O APOE-2 é relativamente raro, e pode inclusive proporcionar alguma proteção contra a doença.
O APOE-3 é o mais comum deles, e parece desempenhar um papel neutro.
O APOE-4 indica o maior fator de risco.
“Tenho apenas 34 anos! Não posso pensar nisso mais para frente?” Ele meneou a cabeça.
De
volta à Flórida, ele me enviou um kit de teste genético via FedEx, me
instruindo a coletar sangue no consultório de meu médico, mas enviar os
resultados para ele. Descobrimos que, assim como meu pai, eu carrego o
gene APOE-3 _ significando que eu posso ou não desenvolver a
doença. Porém, ao contrário de meu pai, eu terei de esperar para
descobrir.
Em
2009, aos 71 anos de idade, ele fez um exame de ressonância magnética
que mostrou uma “atrofia consistente” com o Alzheimer. Ele olhou para a
chapa e ficou confuso pela visão de seu próprio cérebro.
Passei
recentemente algum tempo com meu pai, enquanto sua esposa realizava uma
cirurgia. Levei-o para visitá-la todos os dias, e, quando voltávamos
para casa, eu pedia que ele parasse de chamar o nome dela a cada cinco
minutos. Eu lhe servia o jantar e as pílulas nas horas indicadas. Eu
limpava seus “acidentes”.
Certa
tarde, enquanto ele assistia a um jogo de beisebol na televisão, entrei
em sua toca e vi o muro de suplementos que ele costumava tomar _
armários e armários de pílulas, com nomes como “memoral” e “mente
afiada”. Não precisaremos mais delas. Apoiei minha mão sobre o armário
de armas. Também não precisaremos de vocês.
Meu
pai caminhava comigo até o café todas as manhãs. A única coisa que ele
dizia nessas caminhadas era: “Os hibiscos estão em plena
florescência”. E o dizia dezenas de vezes. Na última manhã de minha
visita, ele não mencionou as flores. Mas, quando passamos em frente a
uma árvore particularmente florida, ele parou e olhou para mim.

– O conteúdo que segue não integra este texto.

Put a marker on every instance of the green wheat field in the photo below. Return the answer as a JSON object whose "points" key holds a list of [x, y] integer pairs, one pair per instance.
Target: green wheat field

“Garota”, disse ele, fazendo uma pausa para encontrar as palavras. Sua voz tremeu.
“Gostei muito de você ter vindo até aqui para cuidar de mim”.
Consegui
me recompor o bastante para dizer: “Foi um prazer, especialmente depois
de tudo que você fez por mim. Além disso, você não precisa de muitos
cuidados”.
Enquanto
caminhávamos, meu pai repetia sua última frase a cada cinco minutos … O
mesmo tremor na voz, exatamente no mesmo lugar. A cada vez, minha
resposta ficava menor e menor, até que era eu quem não tinha mais nada a
dizer.
Nancy Stearns Bercaw é escritora em Vermont, Estados Unidos.